Die Champagner von Gosset sind präzise, geradlinig und weinig. Das riecht und schmeckt man. Mit ein wenig Erfahrung merkt man schnell, dass das Entkorken der Flasche einige Zeit vor dem Genuss den Stil des Hauses noch stärker herauskehrt. Wer mutig ist, greift zur Karaffe, karaffiert beispielsweise die Grand Reserve in einer schmalen Weißweinkaraffe und kann so neue Facetten an der Cuvée entdecken.

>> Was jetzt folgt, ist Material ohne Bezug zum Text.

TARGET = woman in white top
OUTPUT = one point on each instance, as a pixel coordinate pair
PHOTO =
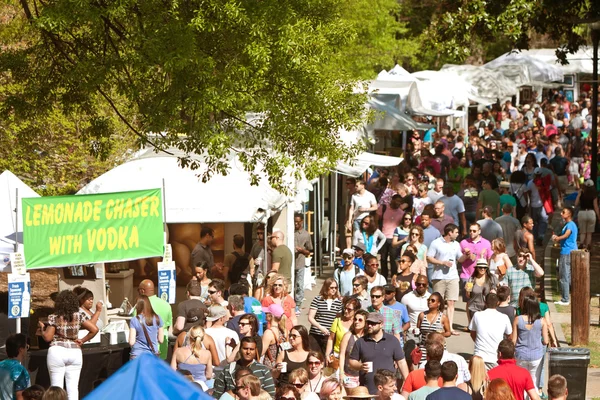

Ein weiterer Fingerabdruck den man den Cuvées aufdrückt ist das Unterdrücken der “Malo” – der malolaktischen Gärung – bei der die oft als spitz wahrgenommene Apfelsäure mithilfe von Milchsäurebakterien in die mildere Milchsäure umgewandelt wird. Wem dieser Begriff nichts sagt: dieser Vorgang wird auch biologischer Säureabbau genannt.
Bei Gosset unterdrückt man diesen Vorgang und “behält” die Apfelsäure bei. Weshalb? So wird dem Schaumwein keine “Fülle” und neue Aromen hinzugefügt, außerdem bleibt die Frische und Frucht der Rebsorten klar erhalten und steht im Vordergrund, was dem Stil des Hauses weiteren Ausdruck verleiht, wie man später bei den Verkostungsnotizen sehen wird.

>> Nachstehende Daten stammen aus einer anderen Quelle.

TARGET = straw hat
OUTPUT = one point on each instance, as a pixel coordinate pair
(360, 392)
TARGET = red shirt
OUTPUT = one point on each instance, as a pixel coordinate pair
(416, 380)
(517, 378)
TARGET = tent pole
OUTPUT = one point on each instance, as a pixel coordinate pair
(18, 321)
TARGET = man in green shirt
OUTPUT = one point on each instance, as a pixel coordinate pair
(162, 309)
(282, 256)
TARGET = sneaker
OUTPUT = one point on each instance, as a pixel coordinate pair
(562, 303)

Spannend und ein USP der Maison: wer sich die Flaschen – oder soll ich besser sagen Flakons – der Cuvées genauer anschaut, merkt schnell, dass die Flaschenform eine besondere und einzigartige ist. Kein anderer Produzent in der Champagne nutzt diese “Antike Flasche”, die erstmals 1760 erwähnt und von Jean Gosset verwendet wurde. Sie war bereits damals Eigentum der Familie und fand sich in einer Sammlung alter, antiker Flaschen im Hause Gosset. Bis heute wird die originalgetreue Nachbildung mit ausladendem Bauch und elegantem Kragen für die Champagner der Maison genutzt.

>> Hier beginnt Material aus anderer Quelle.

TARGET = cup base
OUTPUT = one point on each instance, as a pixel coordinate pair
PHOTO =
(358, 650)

Unbedingt erwähnenswert ist die starke Präsenz von Gosset in der Gastronomie – ob gehoben oder gourmet. Vielerorts findet man die Cuvées des Hauses auf den Aperitif- und Weinkarten, oftmals wird beispielsweise die Grande Reserve “by the glass” serviert. Und damit sind wir bei einer weiteren Stärke des Hauses: die (Schaum)Weine der Maison Gosset sind wunderbare Speisenbegleiter und bereichern ein breites Spektrum an Leckereien. Ob es die Grande Reserve zur Poularde, der Blanc de Blancs zur Meeresfrüchteplatte oder der Rosé zum heiß gegrillten oder beerigen Dessert – ein mehrgängiges Menü lässt sich mit Leichtigkeit und feiner Subtilität mit den Champagnern von Gosset begleiten.